I am a regular user of stackexchange , as I am from a coding background. I stumbled upon puzzling stackexchange , which had some basic level questions about cubing , like the J perm , or doing the last layer.

We have already advanced our methods like CFOP,3-style,Roux and Petrus a lot , making new moves,triggers and alg sheets , and the fast solvers testing it out.
It would be better if many kinds of algorithms are discussed in the rubiks cube section, so that any level of cuber can visit the site , and can advance his/her skill in that method, the same way a programmer say in php visits stackexchange , and becomes wiser after reading the answers to all sorts of doubts.

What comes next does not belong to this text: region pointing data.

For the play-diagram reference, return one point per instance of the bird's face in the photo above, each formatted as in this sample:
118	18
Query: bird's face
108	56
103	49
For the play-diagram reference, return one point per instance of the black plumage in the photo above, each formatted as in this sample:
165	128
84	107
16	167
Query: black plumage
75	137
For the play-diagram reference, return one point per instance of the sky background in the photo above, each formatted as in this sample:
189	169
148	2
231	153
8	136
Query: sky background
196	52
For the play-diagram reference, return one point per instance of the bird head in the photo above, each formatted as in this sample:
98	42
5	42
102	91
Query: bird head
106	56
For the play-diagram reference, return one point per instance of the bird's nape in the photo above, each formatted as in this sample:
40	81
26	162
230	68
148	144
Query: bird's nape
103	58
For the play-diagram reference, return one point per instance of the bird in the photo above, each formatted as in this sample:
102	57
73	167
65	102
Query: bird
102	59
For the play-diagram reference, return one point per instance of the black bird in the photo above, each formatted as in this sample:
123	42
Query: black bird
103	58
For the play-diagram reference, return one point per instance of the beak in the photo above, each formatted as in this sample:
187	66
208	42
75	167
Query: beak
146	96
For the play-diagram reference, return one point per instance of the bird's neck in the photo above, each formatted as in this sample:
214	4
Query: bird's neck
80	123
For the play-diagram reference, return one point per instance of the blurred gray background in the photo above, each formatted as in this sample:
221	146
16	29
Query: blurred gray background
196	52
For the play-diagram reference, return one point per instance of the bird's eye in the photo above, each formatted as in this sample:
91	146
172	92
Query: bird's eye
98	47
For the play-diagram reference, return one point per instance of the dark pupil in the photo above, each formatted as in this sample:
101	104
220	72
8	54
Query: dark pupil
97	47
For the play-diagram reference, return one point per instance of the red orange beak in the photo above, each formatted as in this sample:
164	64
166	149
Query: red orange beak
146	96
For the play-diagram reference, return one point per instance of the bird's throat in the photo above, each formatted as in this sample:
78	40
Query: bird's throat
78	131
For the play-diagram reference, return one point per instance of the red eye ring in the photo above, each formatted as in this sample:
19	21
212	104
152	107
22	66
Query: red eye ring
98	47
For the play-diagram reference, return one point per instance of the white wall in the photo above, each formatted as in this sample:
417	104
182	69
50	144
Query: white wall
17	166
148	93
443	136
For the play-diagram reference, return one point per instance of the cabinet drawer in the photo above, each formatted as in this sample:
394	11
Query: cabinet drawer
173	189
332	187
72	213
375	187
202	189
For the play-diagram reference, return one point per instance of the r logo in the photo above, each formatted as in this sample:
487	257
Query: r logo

I have started answering , and seeding questions on this platform , but I want more method experts , and cube algorithm geeks to come out, and spend their time , and make it into an informative paradise, where any cuber can get all cubing related answer and improve.

(Side Note: I agree this forum serves this purpose to some extent, which alg discussion and difficult/weird scramble threads , but the answers are never valued or ranked , as in the stackexchange system)
It would be reliable for any new cuber to get his query solved correctly everytime by visiting puzzling.stackexchange.com , rather than sifting through thousands of unranked forum messages.

Let's contribute!


----------